Last year's college news was about demands for safe spaces, trigger warnings and bans on insensitivity. This year's college news is about black student demands for segregated campus housing and other racially segregated campus spaces and programs.
I totally disagree with these calls by black students. It's a gross dereliction of duty for college administrators to cave to these demands, but I truly sympathize with the problems that many black college students face. For college administrators and leftist faculty, the actual fate of black students is not nearly so important as the good feelings they receive from a black presence on campus. Let's examine some of the problem.
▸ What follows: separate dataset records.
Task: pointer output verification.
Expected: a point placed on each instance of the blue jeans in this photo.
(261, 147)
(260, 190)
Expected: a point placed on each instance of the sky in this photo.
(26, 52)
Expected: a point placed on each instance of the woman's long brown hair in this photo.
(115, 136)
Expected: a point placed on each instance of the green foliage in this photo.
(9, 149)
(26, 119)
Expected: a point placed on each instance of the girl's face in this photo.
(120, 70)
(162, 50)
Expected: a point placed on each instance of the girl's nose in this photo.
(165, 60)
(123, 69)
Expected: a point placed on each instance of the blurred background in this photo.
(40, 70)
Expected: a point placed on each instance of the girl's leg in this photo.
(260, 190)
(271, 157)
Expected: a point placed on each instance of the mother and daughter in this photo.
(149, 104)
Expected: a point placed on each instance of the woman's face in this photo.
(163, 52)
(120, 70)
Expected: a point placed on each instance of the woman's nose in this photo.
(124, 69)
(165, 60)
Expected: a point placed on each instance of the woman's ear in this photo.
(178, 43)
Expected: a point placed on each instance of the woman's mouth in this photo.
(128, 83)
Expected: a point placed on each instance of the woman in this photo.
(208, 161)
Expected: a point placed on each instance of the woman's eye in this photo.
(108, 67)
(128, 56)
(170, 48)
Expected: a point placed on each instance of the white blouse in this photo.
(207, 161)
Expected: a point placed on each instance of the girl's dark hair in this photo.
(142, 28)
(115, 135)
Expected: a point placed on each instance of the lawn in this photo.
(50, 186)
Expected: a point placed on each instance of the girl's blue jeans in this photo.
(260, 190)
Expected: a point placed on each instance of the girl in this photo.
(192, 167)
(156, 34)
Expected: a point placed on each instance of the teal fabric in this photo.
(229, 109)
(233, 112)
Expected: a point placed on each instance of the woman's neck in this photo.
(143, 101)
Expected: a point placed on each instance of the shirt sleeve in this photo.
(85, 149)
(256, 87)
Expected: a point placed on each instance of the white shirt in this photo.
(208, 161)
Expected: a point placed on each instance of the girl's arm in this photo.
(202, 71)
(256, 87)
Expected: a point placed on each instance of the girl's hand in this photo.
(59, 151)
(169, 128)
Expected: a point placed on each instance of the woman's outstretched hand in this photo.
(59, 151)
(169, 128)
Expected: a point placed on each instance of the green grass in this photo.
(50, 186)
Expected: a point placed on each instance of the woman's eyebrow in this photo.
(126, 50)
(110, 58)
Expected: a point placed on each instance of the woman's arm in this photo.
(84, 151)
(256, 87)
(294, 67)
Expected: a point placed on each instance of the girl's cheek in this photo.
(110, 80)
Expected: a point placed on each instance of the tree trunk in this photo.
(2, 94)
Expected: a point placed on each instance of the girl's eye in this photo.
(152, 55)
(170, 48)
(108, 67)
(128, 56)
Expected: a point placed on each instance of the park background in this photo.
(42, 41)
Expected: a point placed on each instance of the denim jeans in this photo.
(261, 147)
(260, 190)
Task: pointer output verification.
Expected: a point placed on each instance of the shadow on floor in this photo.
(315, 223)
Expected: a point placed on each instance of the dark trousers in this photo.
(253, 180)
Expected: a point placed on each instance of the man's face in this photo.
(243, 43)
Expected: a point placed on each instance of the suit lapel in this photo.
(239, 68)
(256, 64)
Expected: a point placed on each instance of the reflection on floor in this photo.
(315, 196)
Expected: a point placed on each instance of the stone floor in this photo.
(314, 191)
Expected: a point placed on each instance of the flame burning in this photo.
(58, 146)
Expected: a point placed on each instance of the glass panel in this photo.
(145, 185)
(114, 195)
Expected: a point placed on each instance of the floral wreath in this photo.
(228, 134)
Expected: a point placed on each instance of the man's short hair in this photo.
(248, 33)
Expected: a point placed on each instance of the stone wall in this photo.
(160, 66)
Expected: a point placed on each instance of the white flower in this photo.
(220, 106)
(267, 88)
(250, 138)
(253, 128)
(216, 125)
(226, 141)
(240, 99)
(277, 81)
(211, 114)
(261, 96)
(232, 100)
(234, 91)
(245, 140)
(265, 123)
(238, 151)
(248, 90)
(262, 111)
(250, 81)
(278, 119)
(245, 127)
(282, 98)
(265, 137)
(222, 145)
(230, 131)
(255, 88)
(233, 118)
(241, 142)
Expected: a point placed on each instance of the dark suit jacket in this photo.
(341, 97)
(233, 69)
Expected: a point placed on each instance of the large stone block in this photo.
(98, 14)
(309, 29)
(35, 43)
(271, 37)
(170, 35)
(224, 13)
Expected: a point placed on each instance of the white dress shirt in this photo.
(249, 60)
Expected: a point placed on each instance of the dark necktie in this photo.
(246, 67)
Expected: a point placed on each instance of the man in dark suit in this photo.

A very large percentage of all incoming freshmen have no business being admitted to college. According to College Board's 2015 report, the average combined SAT score for white students was 1576 out of a possible 2400. Black student SAT scores, at 1277, were the lowest of the seven reported racial groups. The College Board considers an SAT score of 1550 as the benchmark that indicates a readiness for college-level work.
Only 32 percent of white students scored at or above proficient in math, and just 7 percent of black students did. Forty-six percent of white test takers scored proficient in reading, and 17 percent of blacks did.
These are significant differences in academic preparation between white and black students. I am sure that the differences give black students feelings of inferiority and being out of place. Black college students across the country have demanded segregated housing and other "safe spaces" on campuses designated for students of color. Students calling for segregated spaces do so because they allege their campuses are oppressive, are discriminatory and represent institutionalized racism. For decades, colleges have purchased peace by creating whole departments of ethnic, diversity and multicultural studies. All too often, these "studies" are about propaganda and not serious education. Plus, they provide students with an opportunity to get an easy A.